O poeta que parece humanizar tudo, no mais das vezes é o menino católico das Minas Gerais que se refugiou em Roma e foi morrer em Lisboa. Drummond já dissera: “mineiros há que vão e mineiros há que ficam” – Murilo é um mineiro que foi: “...para Roma e levou na bagagem para a Itália sua alma brasileira”. Apressadamente, querem fazer do catolicismo do poeta matéria de coisas e não de almas.

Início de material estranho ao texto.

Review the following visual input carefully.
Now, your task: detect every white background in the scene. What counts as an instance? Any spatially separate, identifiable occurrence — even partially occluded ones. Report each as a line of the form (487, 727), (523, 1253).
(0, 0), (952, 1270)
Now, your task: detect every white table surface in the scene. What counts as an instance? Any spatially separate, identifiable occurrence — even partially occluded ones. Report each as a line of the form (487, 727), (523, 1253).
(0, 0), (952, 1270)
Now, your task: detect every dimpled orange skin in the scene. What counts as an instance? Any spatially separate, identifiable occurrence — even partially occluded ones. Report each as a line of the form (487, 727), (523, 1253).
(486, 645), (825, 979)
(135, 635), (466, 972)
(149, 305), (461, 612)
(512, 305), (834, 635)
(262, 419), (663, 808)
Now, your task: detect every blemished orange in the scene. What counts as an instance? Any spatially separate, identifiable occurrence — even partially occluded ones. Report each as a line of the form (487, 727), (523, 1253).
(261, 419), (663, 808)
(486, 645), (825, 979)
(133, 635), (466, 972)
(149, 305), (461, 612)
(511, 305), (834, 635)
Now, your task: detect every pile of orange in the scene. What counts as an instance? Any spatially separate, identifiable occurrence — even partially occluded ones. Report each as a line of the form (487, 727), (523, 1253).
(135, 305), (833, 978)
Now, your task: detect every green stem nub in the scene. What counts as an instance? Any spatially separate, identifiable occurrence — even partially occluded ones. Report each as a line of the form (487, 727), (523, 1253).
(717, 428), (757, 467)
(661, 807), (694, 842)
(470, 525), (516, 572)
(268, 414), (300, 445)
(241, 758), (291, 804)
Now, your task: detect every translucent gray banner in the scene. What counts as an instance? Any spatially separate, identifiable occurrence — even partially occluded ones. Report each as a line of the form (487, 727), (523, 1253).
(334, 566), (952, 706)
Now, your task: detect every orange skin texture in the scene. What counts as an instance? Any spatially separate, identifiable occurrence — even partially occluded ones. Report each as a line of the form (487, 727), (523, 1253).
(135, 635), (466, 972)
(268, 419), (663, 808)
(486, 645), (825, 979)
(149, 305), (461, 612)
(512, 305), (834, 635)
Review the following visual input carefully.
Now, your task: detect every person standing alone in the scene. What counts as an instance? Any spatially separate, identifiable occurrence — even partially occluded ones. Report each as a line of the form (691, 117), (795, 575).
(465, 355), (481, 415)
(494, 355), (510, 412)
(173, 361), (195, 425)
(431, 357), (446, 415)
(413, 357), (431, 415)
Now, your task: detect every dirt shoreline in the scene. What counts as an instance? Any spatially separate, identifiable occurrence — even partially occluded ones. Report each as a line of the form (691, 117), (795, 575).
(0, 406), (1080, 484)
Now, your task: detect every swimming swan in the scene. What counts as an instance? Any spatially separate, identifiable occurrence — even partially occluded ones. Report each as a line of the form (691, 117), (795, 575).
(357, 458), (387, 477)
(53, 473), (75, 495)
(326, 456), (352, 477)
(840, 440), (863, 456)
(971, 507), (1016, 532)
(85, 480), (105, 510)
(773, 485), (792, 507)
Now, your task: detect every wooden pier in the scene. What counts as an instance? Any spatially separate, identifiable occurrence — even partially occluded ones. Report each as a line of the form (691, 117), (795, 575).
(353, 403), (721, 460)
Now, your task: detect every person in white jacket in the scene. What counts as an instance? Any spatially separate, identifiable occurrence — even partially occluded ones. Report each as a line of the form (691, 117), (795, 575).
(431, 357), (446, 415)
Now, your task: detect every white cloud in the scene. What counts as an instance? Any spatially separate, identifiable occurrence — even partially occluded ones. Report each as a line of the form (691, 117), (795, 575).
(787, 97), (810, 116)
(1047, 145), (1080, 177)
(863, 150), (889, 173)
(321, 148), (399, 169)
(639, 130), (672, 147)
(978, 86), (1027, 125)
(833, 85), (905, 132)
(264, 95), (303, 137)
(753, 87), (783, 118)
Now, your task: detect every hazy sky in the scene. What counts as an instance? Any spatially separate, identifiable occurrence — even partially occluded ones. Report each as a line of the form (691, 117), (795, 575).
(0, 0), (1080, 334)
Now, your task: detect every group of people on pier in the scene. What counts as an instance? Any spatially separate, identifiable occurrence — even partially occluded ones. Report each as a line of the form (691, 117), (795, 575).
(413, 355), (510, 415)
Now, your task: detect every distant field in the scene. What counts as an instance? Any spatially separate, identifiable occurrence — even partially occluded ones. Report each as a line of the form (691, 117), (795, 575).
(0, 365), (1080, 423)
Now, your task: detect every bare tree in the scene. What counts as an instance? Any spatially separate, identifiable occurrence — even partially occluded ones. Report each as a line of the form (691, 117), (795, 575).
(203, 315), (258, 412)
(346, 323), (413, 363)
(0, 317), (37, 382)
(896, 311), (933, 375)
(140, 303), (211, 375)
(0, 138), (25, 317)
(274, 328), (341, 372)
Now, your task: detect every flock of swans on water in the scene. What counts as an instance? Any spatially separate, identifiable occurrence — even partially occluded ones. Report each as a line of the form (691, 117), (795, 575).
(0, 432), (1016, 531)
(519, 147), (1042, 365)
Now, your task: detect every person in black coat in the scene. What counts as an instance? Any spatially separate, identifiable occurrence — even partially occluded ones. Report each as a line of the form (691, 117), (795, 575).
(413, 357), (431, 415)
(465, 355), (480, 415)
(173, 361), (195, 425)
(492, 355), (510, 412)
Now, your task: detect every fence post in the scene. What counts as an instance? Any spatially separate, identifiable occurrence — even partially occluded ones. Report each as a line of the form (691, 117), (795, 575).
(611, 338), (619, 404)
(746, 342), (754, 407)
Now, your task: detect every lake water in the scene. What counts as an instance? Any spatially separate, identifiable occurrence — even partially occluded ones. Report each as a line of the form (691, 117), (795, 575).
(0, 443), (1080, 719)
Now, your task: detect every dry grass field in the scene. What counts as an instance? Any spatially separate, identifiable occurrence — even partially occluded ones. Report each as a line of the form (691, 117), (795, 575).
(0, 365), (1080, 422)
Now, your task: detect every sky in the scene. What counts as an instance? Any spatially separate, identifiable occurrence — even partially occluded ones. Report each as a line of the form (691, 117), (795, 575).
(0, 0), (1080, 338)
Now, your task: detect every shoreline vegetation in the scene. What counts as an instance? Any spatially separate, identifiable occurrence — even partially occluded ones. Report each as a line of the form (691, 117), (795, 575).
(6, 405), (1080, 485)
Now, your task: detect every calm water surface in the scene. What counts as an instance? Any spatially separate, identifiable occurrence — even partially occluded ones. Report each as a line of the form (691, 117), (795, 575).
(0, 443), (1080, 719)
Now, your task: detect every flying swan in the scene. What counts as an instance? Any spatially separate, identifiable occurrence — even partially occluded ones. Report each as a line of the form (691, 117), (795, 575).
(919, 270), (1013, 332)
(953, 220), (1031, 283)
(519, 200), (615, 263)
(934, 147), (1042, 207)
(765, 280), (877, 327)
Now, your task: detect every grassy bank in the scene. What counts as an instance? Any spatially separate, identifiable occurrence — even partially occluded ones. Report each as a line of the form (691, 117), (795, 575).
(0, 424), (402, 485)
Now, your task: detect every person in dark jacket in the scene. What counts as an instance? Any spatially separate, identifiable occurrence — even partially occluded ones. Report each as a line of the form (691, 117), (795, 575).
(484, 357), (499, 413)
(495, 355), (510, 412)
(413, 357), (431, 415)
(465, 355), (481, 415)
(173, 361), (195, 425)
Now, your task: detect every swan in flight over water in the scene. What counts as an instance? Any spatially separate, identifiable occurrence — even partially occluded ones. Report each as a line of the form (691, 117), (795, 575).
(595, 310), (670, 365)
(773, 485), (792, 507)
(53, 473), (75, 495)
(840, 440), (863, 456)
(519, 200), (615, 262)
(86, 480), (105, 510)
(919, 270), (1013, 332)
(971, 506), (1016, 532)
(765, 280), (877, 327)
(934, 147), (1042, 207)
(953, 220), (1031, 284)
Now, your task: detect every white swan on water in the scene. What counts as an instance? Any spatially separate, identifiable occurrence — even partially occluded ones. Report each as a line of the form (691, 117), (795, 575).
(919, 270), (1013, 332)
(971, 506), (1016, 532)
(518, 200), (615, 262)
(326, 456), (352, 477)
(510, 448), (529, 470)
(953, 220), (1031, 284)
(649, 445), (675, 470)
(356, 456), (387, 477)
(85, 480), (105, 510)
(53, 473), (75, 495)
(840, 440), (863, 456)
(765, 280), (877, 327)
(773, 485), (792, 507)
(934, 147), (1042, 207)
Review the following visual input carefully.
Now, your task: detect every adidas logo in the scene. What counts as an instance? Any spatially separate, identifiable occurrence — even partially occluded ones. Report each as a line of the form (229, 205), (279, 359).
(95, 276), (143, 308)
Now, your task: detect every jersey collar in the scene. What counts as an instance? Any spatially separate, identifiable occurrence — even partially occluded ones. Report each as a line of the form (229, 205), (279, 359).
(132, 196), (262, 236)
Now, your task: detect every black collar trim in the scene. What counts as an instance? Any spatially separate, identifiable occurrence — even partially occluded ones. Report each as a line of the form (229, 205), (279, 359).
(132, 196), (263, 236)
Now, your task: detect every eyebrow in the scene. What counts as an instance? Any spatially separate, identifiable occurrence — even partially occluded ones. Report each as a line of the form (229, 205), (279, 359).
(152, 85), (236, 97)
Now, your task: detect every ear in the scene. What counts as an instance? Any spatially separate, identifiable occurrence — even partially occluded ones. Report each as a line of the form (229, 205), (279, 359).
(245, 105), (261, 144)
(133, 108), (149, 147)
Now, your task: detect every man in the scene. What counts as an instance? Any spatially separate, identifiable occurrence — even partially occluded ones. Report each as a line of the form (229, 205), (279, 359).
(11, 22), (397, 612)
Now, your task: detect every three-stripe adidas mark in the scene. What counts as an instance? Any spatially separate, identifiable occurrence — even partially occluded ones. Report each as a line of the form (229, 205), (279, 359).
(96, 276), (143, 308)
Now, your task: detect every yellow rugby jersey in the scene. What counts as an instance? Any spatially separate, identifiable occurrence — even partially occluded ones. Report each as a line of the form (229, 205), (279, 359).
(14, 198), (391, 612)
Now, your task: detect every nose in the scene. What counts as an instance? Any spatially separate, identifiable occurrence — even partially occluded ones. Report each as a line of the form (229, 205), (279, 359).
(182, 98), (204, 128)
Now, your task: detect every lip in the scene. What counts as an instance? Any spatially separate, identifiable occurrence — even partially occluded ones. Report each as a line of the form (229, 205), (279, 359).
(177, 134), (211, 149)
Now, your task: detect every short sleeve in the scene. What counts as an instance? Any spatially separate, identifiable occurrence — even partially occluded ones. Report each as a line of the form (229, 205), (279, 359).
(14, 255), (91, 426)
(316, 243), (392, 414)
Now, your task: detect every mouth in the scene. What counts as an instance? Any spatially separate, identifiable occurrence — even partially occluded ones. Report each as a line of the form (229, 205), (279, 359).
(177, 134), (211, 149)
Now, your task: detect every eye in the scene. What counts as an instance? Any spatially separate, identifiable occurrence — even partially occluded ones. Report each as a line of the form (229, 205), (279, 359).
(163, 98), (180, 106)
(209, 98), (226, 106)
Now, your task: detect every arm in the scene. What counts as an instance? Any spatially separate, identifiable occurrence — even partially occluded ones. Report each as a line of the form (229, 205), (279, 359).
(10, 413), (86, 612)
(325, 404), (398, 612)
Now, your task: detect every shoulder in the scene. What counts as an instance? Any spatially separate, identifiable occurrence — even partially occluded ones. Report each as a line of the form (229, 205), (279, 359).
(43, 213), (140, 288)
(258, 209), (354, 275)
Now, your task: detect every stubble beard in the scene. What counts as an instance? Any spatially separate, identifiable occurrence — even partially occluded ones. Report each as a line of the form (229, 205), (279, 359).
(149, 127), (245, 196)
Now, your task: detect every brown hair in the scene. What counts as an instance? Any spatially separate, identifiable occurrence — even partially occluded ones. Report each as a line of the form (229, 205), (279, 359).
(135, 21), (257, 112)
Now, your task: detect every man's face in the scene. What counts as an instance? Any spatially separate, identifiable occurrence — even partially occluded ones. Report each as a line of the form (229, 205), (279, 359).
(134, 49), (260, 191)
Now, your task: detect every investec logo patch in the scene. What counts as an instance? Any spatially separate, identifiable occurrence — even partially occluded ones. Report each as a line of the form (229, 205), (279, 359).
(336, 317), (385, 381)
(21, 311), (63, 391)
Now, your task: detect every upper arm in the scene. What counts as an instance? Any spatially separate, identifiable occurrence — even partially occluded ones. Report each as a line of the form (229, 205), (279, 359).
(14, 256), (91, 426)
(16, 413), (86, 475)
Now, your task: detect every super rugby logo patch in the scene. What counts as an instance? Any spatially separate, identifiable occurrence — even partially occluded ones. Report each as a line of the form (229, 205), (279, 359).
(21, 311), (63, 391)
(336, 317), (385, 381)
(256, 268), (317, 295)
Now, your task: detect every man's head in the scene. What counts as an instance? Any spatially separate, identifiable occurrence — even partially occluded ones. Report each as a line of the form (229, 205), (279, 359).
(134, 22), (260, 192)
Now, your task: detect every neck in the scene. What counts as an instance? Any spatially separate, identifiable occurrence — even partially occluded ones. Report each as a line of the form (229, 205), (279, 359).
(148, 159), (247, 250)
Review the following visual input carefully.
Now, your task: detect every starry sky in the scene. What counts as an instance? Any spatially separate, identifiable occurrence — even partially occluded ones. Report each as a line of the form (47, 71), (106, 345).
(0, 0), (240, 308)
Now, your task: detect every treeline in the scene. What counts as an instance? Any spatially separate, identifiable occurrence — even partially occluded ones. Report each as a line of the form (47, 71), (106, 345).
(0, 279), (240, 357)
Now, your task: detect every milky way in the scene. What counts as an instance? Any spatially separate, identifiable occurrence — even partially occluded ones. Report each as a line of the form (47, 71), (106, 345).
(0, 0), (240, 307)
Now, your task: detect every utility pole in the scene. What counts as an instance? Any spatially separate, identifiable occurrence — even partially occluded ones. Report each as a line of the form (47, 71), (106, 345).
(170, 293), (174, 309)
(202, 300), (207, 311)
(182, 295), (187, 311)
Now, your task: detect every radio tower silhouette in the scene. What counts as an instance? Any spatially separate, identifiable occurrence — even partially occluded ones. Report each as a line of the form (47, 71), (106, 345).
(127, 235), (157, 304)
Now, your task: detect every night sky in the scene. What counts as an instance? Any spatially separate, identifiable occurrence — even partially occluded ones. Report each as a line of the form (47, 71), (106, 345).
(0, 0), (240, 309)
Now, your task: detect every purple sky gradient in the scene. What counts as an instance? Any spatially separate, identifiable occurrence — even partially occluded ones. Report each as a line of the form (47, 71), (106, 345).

Querem fazer de Murilo não o místico, ainda que sempre parecendo brincar de menino que a tudo contesta, mas o poeta das coisas; quando ele é mais do que isso – poeta que escreve alguns palmos acima do chão – nele há o poeta da “magia verbal e expressiva”; o modernista, mas há , antes, o poeta católico de “Tempo e eternidade” (obra em parceria com o número 1 da poesia católica do Brasil, seu amigo Jorge de Lima). Não há como abrir um livro de Murilo e não ver o Cristo e não ver Maria e não ver a Igreja Católica. Impossível não ver a “Eternidade do homem[iii]”:

“Abandonarei as formas de expressões finitas, Abandonarei a música dos dias e das noites, Abandonarei os amores improvisados e fáceis, Abandonarei a procura da ciência imediata Serei testemunha de um mundo que caiu, Até que te manifestes na tua Parusia. Aceitarei a pobreza para me dês a plenitude, Aceitarei a simplicidade para que me dês a multiplicidade, Descerei até o fundo da mina do sofrimento Para que um dia me apontes o céu da paz. Minha história se desdobrará em poemas: Assim outros homens compreenderão Que sou apenas um elo da universal corrente Começada em Adão e a terminar no último homem”.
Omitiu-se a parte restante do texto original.